Despite these limitations and reservations, our study clearly shows that language characteristics including discourse markers, speech rate, intensity, or response time warrant more of our attention in exploring various aspects of personality. The findings in this study might also be of interest for those that seek to extrapolate and utilize linguistic features in predicting personality attributes. One such effort is currently underway by the authors of this paper, in which the aggregate of significant correlations between speech characteristics and personality dimensions is inputted into an artificial neural network, which is designed to predict personality traits only from speech data processing (the citation anonymized for review—disclosed in the cover letter). Given the increased interest in improving the quality of human-computer interactions in recent years, the current study calls for further attention to the applicability of speech data in understanding and predicting personality attributes.

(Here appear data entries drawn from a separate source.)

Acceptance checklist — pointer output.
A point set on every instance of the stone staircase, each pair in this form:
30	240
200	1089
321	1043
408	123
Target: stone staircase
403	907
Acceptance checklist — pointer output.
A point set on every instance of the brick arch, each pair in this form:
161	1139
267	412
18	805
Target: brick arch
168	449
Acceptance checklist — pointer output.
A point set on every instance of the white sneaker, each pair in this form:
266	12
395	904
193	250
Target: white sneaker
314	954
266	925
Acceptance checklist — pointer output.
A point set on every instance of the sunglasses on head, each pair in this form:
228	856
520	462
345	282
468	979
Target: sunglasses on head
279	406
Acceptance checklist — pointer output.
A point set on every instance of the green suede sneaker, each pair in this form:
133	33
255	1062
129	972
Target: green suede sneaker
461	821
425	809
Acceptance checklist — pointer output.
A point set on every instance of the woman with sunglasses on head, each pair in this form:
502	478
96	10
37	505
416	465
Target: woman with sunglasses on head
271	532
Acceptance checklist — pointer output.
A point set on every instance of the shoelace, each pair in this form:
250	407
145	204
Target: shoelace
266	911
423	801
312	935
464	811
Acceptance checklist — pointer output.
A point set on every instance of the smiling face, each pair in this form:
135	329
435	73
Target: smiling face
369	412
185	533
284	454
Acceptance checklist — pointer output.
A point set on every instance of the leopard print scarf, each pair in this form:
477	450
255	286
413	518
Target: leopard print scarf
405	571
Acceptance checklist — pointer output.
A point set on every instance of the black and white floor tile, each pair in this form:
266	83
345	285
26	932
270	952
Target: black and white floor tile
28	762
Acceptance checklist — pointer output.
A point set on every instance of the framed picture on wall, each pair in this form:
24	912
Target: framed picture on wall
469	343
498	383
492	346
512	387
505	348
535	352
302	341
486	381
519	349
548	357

The way we speak can mirror some aspects of ourselves, whether such aspects are social or psychological, including personality. While this idea resonates with us on a generally intuitive level, it is not always clear exactly what speech characteristics or linguistic features bear relevance in displaying certain aspects of personality. It is our belief that our study contributes to this line of inquiry, joining in answering the questions of the detailed relationship between language and personality.